How is that “spurious” when it is a known fact that Hamas is so closely interwoven into Gazan society that it is impossible for Israeli soldiers to attack a Hamas fighter without killing the child he is thoughtfully hiding behind? Naturally, the outgoing Taoiseach Simon Harris uttered comparable cant. ‘I utterly reject that Ireland is anti-Israel’. We’re just ‘pro-peace, pro-human rights and pro-international law.”

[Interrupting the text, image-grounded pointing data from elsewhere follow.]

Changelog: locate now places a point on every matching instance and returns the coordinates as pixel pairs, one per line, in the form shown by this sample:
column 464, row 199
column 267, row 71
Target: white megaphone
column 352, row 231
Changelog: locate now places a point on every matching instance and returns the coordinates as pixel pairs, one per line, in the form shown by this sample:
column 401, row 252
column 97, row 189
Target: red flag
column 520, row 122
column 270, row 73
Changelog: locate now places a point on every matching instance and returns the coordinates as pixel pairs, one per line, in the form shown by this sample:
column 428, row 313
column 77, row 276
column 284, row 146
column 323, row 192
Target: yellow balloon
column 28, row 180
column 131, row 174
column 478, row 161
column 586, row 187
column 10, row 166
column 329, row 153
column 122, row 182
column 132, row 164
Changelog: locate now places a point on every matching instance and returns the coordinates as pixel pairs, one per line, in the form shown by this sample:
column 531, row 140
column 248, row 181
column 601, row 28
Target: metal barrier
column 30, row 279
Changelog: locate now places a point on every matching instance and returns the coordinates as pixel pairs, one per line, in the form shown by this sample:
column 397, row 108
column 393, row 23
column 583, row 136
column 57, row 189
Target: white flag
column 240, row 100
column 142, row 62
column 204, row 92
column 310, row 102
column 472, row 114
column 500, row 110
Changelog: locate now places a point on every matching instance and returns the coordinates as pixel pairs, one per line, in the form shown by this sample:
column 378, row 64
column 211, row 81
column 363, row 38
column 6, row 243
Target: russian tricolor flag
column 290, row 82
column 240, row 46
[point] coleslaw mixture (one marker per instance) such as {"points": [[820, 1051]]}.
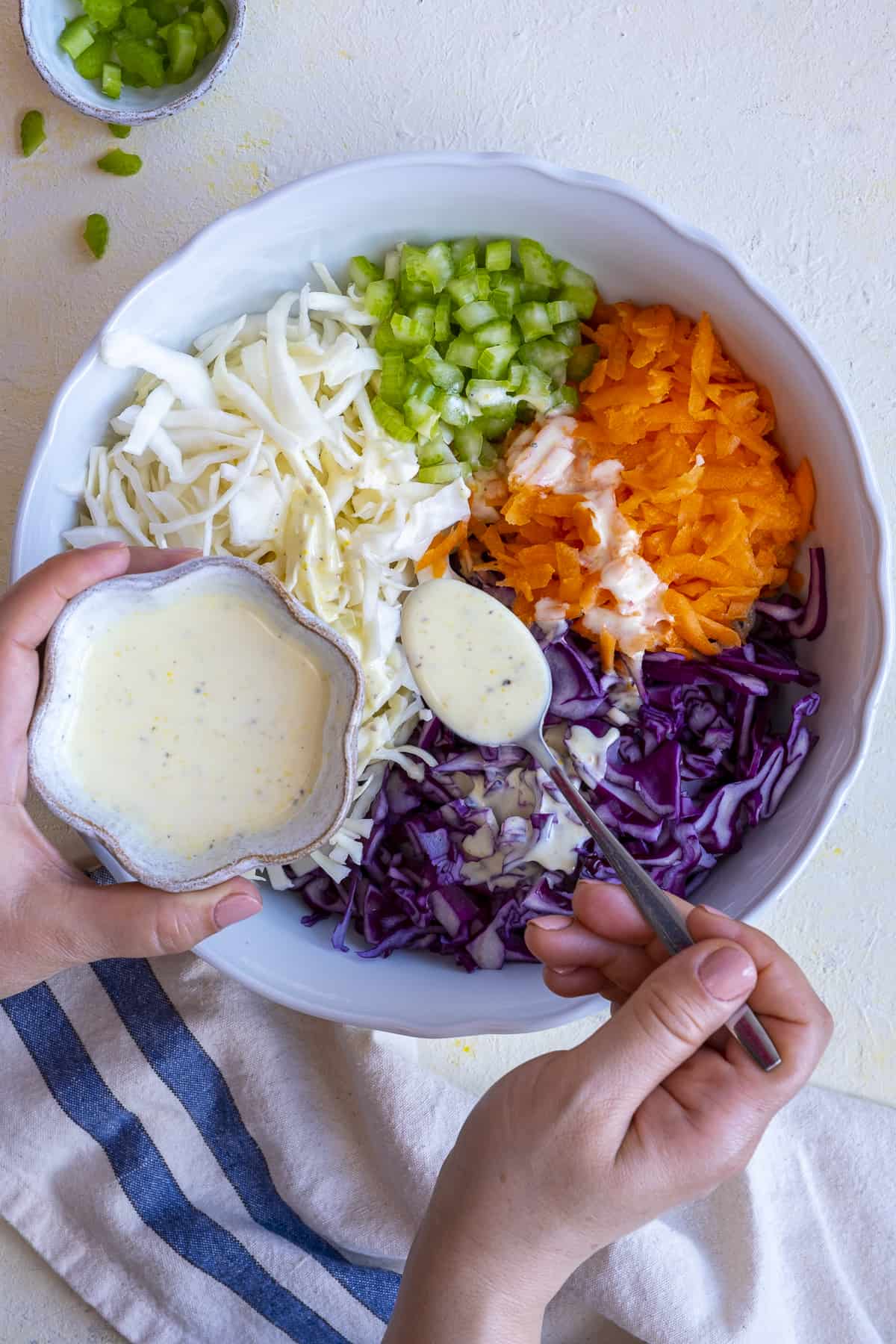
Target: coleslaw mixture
{"points": [[606, 470]]}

This is simpering, deceitful, schoolgirl bilge. The Irish government annually hosts a St Patrick’s Day Party in Saudi Arabia, a country in which a woman thoughtless enough to be raped can be flogged for committing adultery. Ireland’s devotion to human rights is so compelling that it is now effectively China’s operational base in Europe, which probably means that Ireland’s attachment to the human rights of the Uyghur people – now confined to a vast internment camp, with unknown numbers having been executed – is rather less than it is to those of Hamas. There is a difference of course. The oppressors of the Muslim Uyghurs are Chinese communists, so that’s all right: the “oppressors” of the Muslim Gazans are Jews, and we all know what that means.

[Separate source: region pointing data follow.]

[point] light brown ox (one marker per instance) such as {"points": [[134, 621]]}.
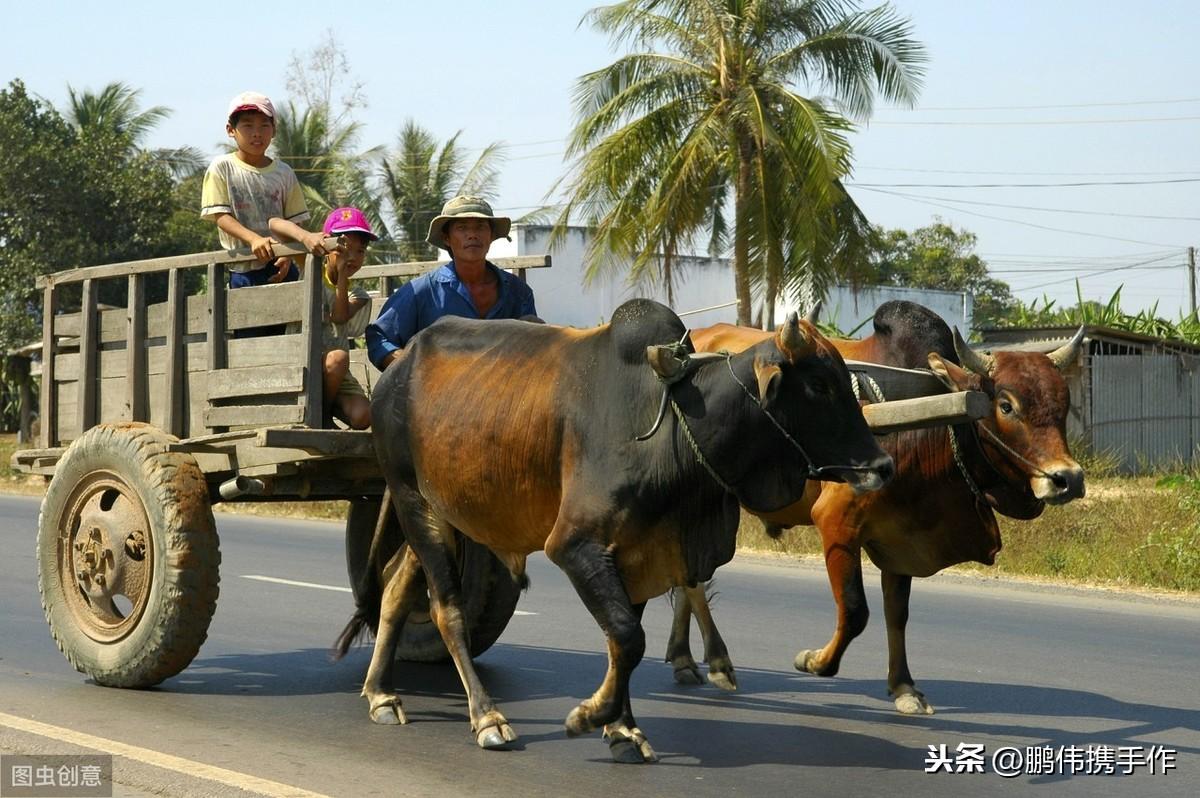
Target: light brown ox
{"points": [[931, 515]]}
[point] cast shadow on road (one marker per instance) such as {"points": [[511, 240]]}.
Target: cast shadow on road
{"points": [[777, 717]]}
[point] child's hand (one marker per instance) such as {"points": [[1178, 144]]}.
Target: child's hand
{"points": [[282, 267], [315, 243], [262, 247]]}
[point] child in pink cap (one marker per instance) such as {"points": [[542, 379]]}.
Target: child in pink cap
{"points": [[346, 311]]}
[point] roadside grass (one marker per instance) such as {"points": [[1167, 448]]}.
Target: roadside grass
{"points": [[1140, 532]]}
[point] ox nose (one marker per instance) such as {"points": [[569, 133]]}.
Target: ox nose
{"points": [[1066, 484], [876, 475]]}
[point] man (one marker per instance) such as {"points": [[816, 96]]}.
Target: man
{"points": [[468, 286]]}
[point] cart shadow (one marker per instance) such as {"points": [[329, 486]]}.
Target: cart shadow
{"points": [[775, 718]]}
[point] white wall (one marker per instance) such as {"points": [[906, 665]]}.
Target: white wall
{"points": [[700, 283], [847, 309]]}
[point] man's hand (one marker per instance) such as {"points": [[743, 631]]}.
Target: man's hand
{"points": [[261, 246], [282, 267], [315, 243]]}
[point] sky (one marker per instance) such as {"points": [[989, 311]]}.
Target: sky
{"points": [[1019, 99]]}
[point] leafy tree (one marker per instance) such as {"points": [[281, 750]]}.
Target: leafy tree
{"points": [[115, 109], [69, 198], [703, 119], [937, 256], [421, 175]]}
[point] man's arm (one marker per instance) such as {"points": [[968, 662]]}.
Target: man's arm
{"points": [[396, 324]]}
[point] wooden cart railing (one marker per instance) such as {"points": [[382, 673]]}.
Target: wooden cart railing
{"points": [[174, 364]]}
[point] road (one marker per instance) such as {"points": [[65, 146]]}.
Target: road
{"points": [[263, 711]]}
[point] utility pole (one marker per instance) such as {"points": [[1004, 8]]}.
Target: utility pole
{"points": [[1192, 277]]}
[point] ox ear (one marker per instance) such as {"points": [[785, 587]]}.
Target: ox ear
{"points": [[665, 363], [768, 375], [981, 363], [793, 340], [814, 312], [953, 377]]}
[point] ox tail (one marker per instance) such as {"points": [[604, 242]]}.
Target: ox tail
{"points": [[360, 627]]}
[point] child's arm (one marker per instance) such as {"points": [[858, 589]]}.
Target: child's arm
{"points": [[259, 245], [293, 232], [342, 309]]}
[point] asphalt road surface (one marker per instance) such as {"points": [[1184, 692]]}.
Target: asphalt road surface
{"points": [[263, 711]]}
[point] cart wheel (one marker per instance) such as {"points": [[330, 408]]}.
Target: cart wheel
{"points": [[127, 556], [490, 594]]}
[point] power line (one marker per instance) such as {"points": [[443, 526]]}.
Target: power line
{"points": [[1015, 221], [1053, 210]]}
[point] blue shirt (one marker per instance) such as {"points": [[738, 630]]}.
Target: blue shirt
{"points": [[423, 301]]}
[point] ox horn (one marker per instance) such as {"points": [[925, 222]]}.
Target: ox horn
{"points": [[979, 363], [793, 339], [814, 312], [1065, 355]]}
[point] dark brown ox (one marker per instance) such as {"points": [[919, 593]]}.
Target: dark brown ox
{"points": [[525, 437], [940, 508]]}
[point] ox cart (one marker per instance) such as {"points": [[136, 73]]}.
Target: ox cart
{"points": [[151, 412]]}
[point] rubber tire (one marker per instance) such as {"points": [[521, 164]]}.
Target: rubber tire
{"points": [[183, 594], [490, 593]]}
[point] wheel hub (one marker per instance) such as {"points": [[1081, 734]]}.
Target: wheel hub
{"points": [[106, 555]]}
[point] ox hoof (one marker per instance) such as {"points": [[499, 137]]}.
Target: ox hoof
{"points": [[388, 712], [630, 747], [496, 737], [725, 679], [688, 675], [579, 723], [913, 703]]}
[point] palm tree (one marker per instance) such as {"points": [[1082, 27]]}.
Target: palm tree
{"points": [[323, 157], [420, 177], [115, 109], [703, 117]]}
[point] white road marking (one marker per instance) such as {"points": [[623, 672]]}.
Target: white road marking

Yet most Irish people really believe that they are speaking and acting logically and decently, while the novelist Sally Rooney, who refuses to allow her novels to be translated into Hebrew, has essentially become Ireland’s Gretta Thunberg. Few human forces are as potent as prating, emotionally-charged, omniscient ignorance, as attested by the influence of those two silly young women. Furthermore, Ireland’s bizarre conduct complies strangely with the medieval legend of the Children’s Crusade. This set out to recover Jerusalem for Christianity and ended with the young crusaders being sold into slavery by wily merchants. The purpose of this myth is not to extol self-righteous behaviour but to warn against it, and in Ireland’s case, futilely. The wily merchants of Israelophobia are luring Ireland towards a terrible reckoning.

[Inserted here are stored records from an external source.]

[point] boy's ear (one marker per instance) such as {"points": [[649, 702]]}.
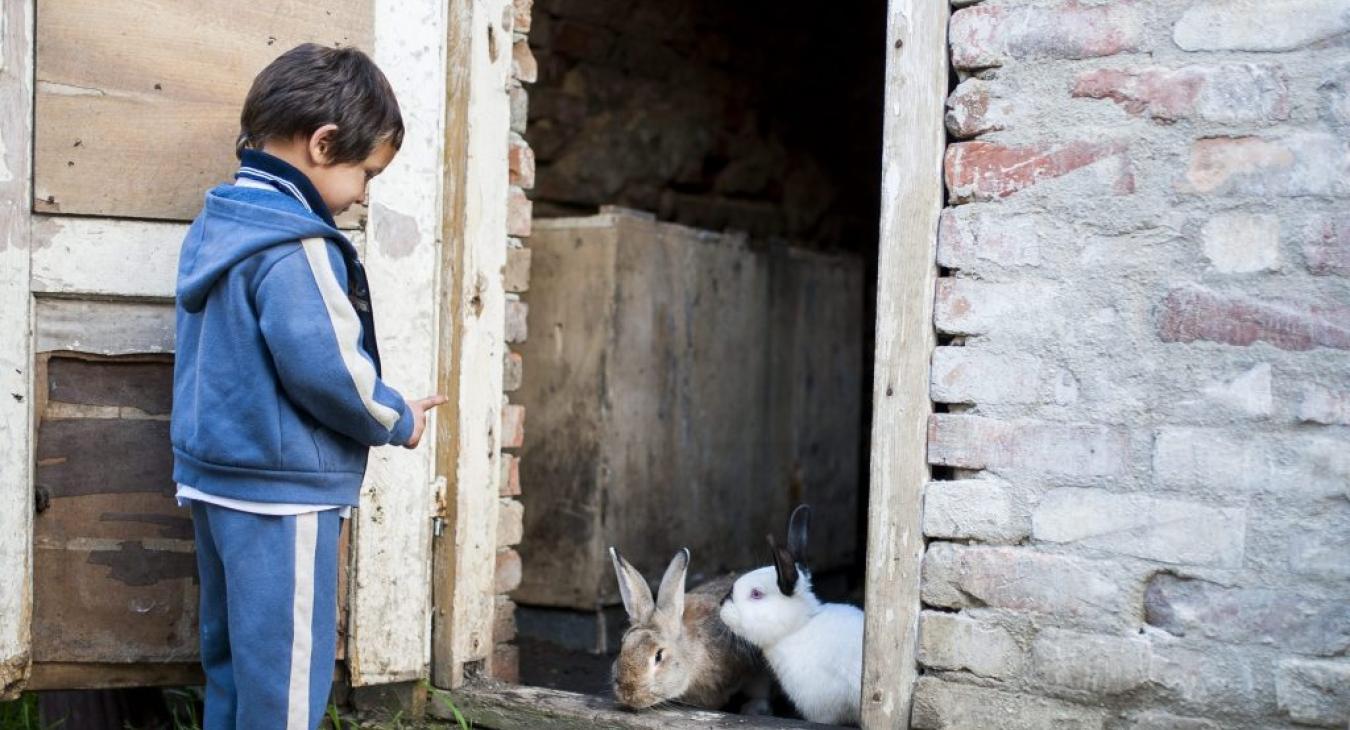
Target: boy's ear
{"points": [[320, 143]]}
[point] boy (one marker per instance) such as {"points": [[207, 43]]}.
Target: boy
{"points": [[277, 389]]}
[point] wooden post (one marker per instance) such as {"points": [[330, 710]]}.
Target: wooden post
{"points": [[911, 201], [471, 333], [16, 55], [392, 535]]}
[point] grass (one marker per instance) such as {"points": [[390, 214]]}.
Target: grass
{"points": [[185, 714]]}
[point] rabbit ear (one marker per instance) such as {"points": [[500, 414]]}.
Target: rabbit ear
{"points": [[785, 566], [633, 590], [670, 597], [797, 529]]}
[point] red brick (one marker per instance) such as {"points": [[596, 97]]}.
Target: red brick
{"points": [[971, 306], [1296, 165], [509, 476], [1194, 313], [510, 522], [523, 62], [513, 425], [521, 14], [1227, 93], [519, 213], [516, 277], [504, 620], [971, 235], [508, 572], [974, 109], [517, 319], [984, 170], [521, 163], [1327, 248], [1063, 450], [990, 35], [513, 370]]}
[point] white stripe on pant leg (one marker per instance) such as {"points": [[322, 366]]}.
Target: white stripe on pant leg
{"points": [[303, 621]]}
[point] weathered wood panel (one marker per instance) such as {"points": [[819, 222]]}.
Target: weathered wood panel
{"points": [[115, 570], [911, 200], [502, 707], [108, 258], [16, 49], [154, 104], [104, 327], [392, 536], [687, 391], [471, 332]]}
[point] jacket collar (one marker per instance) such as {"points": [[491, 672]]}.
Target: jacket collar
{"points": [[259, 166]]}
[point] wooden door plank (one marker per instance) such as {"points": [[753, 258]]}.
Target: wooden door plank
{"points": [[471, 332], [388, 626], [911, 200], [16, 51], [505, 707]]}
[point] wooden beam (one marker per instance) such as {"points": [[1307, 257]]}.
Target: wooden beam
{"points": [[508, 707], [392, 530], [16, 53], [97, 327], [911, 201], [471, 333]]}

At the end of the third week of January, Trump’s team will arrive in office. One of the first outsiders to feel the lash of the new reality will probably be the Irish Ambassador in Washington, Geraldine Byrne Nason, when the incoming Secretary of State invites her for a (presumably) brief, chilly, coffee-free and even chairless chat. Unfortunately, Trump has already chosen his ambassador to Ireland. My own preference would not have been drawn from the usual cute ethnic-Irish-Catholic-Riverdance variety, but a Hebrew-speaking Zionist monoglot called Goldstein. After all, the disgraceful way it has behaved, Ireland deserves no less.
Kevin Myers is an Irish journalist, author and broadcaster. He has reported on the wars in Northern Ireland, where he worked throughout the 1970s, Beirut and Bosnia.